Tim Lambert

Feb 15, 20132 min

Envy: I Wish I had More of That!

In our continuing quest to re-brand the Seven Deadly Sins as ‘The Super 7’, we’re ready to tackle Envy. Once you’ve seen how good it can be, you’ll want a bit of it!

Envy – the bringer of imagination?

We tend to focus on Envy as a destructive thing, but psychologists are increasingly realising that Envy also has a benign quality. Even Bertrand Russell (who didn’t have much good to say about it) conceded that Envy could be a positive driving force resulting in beneficial ends.

It is the benign enviousness that I want to explore, because I believe that envy, far from requiring us to hate those who have what we do not have, can urge us to acquire it for ourselves in a way that does good, not harm.

When a poor performing team looks at a high performing team in the same organisation, it’s only right and natural that they should feel aggrieved by what they don’t have. This initial state can then go in a number of directions:

Option A: Ignore the High Performing Team entirely.
 
Option B: Do whatever is possible to trash the High Performing Team.
 
Option C: Learn from what the High Performing Team does in order to also become a HPT.

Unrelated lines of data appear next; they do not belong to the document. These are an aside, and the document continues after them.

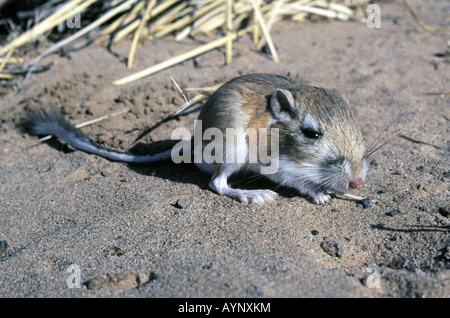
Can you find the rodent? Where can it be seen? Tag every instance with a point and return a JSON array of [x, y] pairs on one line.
[[320, 148]]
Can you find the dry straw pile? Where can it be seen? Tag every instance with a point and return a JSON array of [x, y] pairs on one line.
[[111, 21]]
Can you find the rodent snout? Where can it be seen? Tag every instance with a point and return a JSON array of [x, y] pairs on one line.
[[355, 182]]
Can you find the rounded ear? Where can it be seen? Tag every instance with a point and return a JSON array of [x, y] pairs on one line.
[[282, 102]]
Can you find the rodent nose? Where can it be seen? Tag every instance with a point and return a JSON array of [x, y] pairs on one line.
[[355, 183]]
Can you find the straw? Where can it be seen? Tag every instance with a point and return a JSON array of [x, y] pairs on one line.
[[90, 122], [180, 58]]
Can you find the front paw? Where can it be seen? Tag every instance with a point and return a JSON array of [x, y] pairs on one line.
[[320, 198]]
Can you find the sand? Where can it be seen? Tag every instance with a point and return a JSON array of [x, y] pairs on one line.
[[69, 219]]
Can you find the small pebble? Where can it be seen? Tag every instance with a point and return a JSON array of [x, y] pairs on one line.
[[394, 212], [366, 202], [444, 211], [331, 248], [181, 204], [425, 208]]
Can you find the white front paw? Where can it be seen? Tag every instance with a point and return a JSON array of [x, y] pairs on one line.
[[321, 198]]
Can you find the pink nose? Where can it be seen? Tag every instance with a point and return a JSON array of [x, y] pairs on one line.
[[355, 183]]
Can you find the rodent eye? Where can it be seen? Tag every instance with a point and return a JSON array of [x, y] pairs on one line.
[[311, 133]]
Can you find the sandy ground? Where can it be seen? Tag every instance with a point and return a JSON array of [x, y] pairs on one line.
[[64, 212]]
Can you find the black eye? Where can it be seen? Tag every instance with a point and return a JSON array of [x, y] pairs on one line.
[[311, 133]]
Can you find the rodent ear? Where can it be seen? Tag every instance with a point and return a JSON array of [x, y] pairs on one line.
[[282, 101]]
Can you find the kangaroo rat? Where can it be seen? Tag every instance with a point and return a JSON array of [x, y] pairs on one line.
[[318, 148]]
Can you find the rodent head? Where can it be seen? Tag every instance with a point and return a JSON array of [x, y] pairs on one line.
[[321, 146]]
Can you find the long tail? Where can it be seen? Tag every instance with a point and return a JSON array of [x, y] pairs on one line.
[[44, 122]]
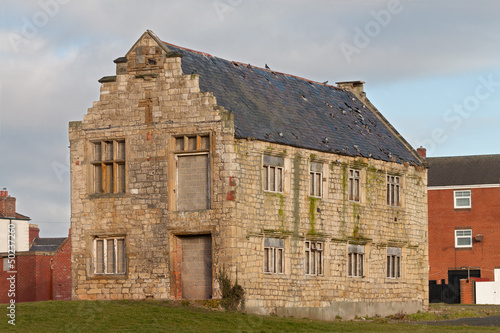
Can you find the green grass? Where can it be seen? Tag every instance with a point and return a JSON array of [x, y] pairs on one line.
[[169, 316]]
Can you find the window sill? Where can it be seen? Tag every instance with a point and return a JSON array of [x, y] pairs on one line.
[[393, 280], [109, 276], [106, 195]]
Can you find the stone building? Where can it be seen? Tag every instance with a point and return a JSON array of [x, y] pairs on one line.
[[189, 165]]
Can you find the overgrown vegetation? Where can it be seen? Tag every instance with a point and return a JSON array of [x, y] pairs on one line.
[[233, 296], [171, 316]]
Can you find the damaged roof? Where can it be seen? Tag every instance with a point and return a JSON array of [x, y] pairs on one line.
[[285, 109], [463, 170], [46, 244]]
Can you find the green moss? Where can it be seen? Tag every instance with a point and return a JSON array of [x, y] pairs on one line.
[[296, 194]]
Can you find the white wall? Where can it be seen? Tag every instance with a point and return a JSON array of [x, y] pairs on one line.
[[489, 292], [21, 235]]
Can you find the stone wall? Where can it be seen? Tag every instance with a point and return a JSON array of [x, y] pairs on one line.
[[150, 105], [334, 220]]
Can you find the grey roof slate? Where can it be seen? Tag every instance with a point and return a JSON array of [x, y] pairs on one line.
[[463, 170], [285, 109], [46, 244]]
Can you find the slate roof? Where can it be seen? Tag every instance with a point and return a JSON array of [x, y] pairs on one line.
[[285, 109], [463, 170], [46, 244], [17, 217]]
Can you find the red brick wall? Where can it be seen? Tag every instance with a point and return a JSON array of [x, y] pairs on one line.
[[483, 218], [61, 273], [40, 277]]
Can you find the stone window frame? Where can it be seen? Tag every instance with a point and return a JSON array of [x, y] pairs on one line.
[[356, 267], [274, 255], [6, 264], [461, 234], [394, 186], [354, 185], [394, 263], [189, 145], [273, 167], [459, 196], [314, 258], [116, 250], [316, 180], [111, 161]]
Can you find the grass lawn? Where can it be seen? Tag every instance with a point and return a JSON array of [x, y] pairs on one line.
[[169, 316]]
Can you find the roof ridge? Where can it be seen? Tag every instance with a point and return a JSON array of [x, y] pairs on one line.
[[252, 66]]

It is the resulting action that determines whether the envious state was positive or negative. The envious state had no inherent value.

Envy implies that the thing you are envious of has a value. The value may be unique to you, or there may be a broader consensus about its value. Being envious of someone who can drink 10 pints of beer without falling over, isn’t something that I attach great value to. However, I do value the conversational skills of people and their ability to develop instant rapport. I value it, I’m envious of it, I want it, and I work on developing it.

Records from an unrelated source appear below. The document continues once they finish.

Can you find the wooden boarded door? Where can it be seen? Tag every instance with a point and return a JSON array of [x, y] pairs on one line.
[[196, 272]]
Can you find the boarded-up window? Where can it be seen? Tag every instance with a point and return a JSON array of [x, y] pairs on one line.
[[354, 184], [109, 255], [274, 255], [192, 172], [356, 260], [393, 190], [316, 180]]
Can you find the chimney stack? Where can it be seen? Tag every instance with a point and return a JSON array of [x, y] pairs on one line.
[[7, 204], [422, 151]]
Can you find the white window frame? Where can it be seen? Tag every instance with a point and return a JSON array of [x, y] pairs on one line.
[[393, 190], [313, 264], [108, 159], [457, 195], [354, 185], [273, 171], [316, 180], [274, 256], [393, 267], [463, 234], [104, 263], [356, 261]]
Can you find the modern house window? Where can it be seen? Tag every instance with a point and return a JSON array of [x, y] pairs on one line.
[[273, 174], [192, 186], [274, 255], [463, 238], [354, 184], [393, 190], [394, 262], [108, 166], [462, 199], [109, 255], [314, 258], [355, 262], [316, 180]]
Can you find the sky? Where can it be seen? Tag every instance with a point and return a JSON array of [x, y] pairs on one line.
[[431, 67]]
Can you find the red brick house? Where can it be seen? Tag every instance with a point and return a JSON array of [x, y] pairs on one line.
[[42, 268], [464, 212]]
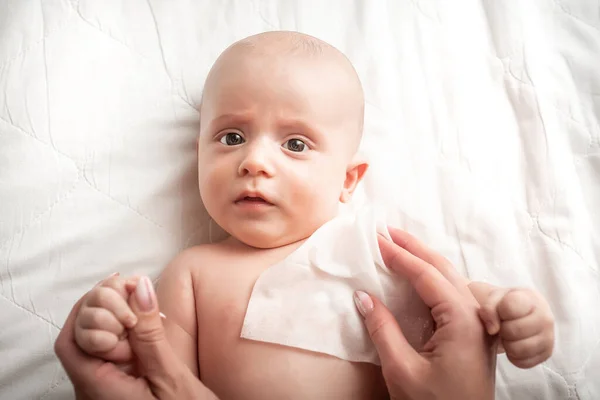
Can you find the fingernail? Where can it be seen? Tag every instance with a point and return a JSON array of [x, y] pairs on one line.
[[363, 302], [131, 321], [144, 294], [103, 280]]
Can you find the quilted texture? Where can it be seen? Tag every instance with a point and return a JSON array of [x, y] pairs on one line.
[[482, 126]]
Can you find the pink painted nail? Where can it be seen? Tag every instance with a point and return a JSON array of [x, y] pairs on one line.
[[145, 294], [363, 302]]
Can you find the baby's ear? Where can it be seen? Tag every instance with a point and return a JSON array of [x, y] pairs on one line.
[[354, 174]]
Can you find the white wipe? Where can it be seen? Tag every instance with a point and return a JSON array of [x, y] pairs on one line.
[[306, 300]]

I also envy companies who offer fantastic customer service, produce great quality products, treat their employees with respect, have a social conscience and responsibility, invest in learning and development, have a collaborative working culture, and are agile enough to weather economic storms. For me, the very fact that there are companies out there who do all these things, means that I can use their template, draw on their vision and absorb it into the way I run my business. I’m going for Option C: learn and adopt.

Not being envious can mean that we close our eyes to what is around us. We can become parochial, small-minded, fixed on what we already have even though that may not be fit-for-purpose anymore.

That’s why I’d like to welcome Envy to join Wrath, Greed, Sloth, Pride, Lust & Gluttony as one of the Super 7.

Envy breeds imagination: it shows us what is possible; and it reminds us that there’s plenty out there to go for.